Federal law provides that, in some circumstances, the government may compel social media companies to produce social media evidence without a warrant. The Stored Communications Act (“SCA”) governs the ability of governmental entities to compel service providers, such as Twitter and Facebook, to produce content (e.g., posts and Tweets) and non-content customer records (e.g., name and address) in certain circumstances.

The SCA, which was passed in 1986, has not been amended to reflect society’s heavy use of new technologies and electronic services, such as social media, which have evolved since the SCA’s original enactment. As a result, courts have been left to determine how and whether the SCA applies to the varying features of different social media services, applying precedent from older technologies such as text messaging pager services and electronic bulletin boards.

The SCA provides that non-content records can be compelled via a subpoena or court order. Regarding compelled disclosure of the content of communications, the SCA provides different levels of statutory privacy protection depending on how long the content has been in electronic storage. The government may obtain content that has been in electronic storage for 180 days or less “only pursuant to a warrant.”

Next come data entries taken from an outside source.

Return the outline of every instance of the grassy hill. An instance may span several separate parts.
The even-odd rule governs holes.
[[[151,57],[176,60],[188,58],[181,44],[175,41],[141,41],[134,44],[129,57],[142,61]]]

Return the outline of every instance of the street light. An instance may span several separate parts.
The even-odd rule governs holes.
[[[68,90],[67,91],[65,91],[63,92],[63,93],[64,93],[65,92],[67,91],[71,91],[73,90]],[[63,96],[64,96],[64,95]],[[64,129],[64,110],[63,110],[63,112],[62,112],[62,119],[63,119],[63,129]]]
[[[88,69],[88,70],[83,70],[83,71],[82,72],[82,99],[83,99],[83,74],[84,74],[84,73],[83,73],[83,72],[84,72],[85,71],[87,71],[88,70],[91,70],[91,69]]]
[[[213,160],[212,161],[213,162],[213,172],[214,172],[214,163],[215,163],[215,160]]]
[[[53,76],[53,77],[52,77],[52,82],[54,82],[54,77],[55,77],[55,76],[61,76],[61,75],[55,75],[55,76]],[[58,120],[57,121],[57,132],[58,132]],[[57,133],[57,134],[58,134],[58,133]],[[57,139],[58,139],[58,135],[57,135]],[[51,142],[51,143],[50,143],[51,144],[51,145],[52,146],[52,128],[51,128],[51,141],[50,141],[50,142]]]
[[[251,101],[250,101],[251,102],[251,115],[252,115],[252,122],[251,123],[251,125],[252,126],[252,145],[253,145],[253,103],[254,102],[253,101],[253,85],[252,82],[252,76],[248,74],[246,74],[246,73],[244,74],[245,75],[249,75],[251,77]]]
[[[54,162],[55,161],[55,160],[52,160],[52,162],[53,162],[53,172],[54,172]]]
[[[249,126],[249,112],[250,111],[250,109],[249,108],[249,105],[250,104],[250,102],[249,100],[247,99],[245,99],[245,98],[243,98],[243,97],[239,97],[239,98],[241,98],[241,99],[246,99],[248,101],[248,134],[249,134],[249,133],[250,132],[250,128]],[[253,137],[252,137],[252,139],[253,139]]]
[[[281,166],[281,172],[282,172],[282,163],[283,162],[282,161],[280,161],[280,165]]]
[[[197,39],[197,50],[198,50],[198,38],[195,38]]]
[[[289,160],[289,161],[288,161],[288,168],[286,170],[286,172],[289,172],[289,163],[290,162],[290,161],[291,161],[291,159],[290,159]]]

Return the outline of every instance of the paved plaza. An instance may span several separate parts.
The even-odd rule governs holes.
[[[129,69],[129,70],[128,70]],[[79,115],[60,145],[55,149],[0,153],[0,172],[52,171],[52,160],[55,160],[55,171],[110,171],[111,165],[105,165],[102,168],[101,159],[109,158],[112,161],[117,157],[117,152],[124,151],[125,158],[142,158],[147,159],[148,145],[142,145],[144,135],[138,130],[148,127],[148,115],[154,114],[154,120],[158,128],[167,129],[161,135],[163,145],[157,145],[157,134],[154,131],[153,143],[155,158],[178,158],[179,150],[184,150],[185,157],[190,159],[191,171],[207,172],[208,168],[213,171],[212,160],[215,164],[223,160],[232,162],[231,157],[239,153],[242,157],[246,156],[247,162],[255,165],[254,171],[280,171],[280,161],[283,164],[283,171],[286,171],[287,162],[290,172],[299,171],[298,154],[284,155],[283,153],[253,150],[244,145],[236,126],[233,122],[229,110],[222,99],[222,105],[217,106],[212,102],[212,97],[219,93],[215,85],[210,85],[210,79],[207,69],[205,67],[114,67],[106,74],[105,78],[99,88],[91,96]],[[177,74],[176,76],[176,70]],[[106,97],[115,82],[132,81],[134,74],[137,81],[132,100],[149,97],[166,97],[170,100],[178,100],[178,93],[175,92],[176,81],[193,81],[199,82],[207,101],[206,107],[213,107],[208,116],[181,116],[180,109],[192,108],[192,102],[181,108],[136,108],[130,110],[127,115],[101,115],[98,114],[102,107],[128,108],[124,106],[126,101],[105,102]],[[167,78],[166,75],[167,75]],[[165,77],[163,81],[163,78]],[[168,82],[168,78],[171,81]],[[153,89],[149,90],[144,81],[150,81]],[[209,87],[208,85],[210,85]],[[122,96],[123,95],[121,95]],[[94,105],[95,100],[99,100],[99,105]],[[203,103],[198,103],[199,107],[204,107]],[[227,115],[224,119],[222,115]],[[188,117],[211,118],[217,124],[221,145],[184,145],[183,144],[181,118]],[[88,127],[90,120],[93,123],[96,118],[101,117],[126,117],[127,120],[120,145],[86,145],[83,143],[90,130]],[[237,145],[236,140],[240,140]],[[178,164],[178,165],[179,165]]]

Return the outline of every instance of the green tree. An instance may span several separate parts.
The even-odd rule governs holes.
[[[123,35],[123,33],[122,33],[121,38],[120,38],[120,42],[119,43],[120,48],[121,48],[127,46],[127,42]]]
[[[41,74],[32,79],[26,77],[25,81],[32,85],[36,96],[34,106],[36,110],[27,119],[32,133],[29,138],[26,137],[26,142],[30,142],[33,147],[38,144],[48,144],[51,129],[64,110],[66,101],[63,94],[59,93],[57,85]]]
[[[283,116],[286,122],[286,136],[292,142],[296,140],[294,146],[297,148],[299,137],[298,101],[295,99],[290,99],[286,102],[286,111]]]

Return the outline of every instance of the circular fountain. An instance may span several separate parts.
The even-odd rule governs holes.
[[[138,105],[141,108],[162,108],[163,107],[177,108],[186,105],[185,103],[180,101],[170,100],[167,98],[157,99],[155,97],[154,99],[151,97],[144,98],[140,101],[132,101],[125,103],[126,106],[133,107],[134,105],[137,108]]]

The government has three options for obtaining communications that have been in electronic storage with a service provider for more than 180 days:

  1. Obtain a warrant;
  2. Use an administrative subpoena; or
  3. Obtain a court order under § 2703(d).

The constitutionality of the SCA has been called into question by at least one U.S. Circuit Court of Appeals. In United States v. Warshak, the Sixth Circuit held that “the government agents violated the Fourth Amendment when they obtained the contents of defendant’s emails” without a warrant, and added that “to the extent that the SCA purports to permit the government to obtain such emails warrantlessly, the SCA is unconstitutional.”

The court reasoned that “over the last decade, email has become ‘so pervasive that some persons may consider it to be an essential means or necessary instrument for self-expression, even self-identification’” and that therefore “email requires strong protection under the Fourth Amendment.”

Noting that email was analogous to a phone call or letter and that the internet service provider was the intermediary that made email communication possible—the functional equivalent of a post office or telephone company—the court concluded that given “the fundamental similarities between email and traditional forms of communication, it would defy common sense to afford emails lesser Fourth Amendment protection.”

As social media becomes as pervasive and important to people like email, its treatment under the SCA will require similar clarification by courts.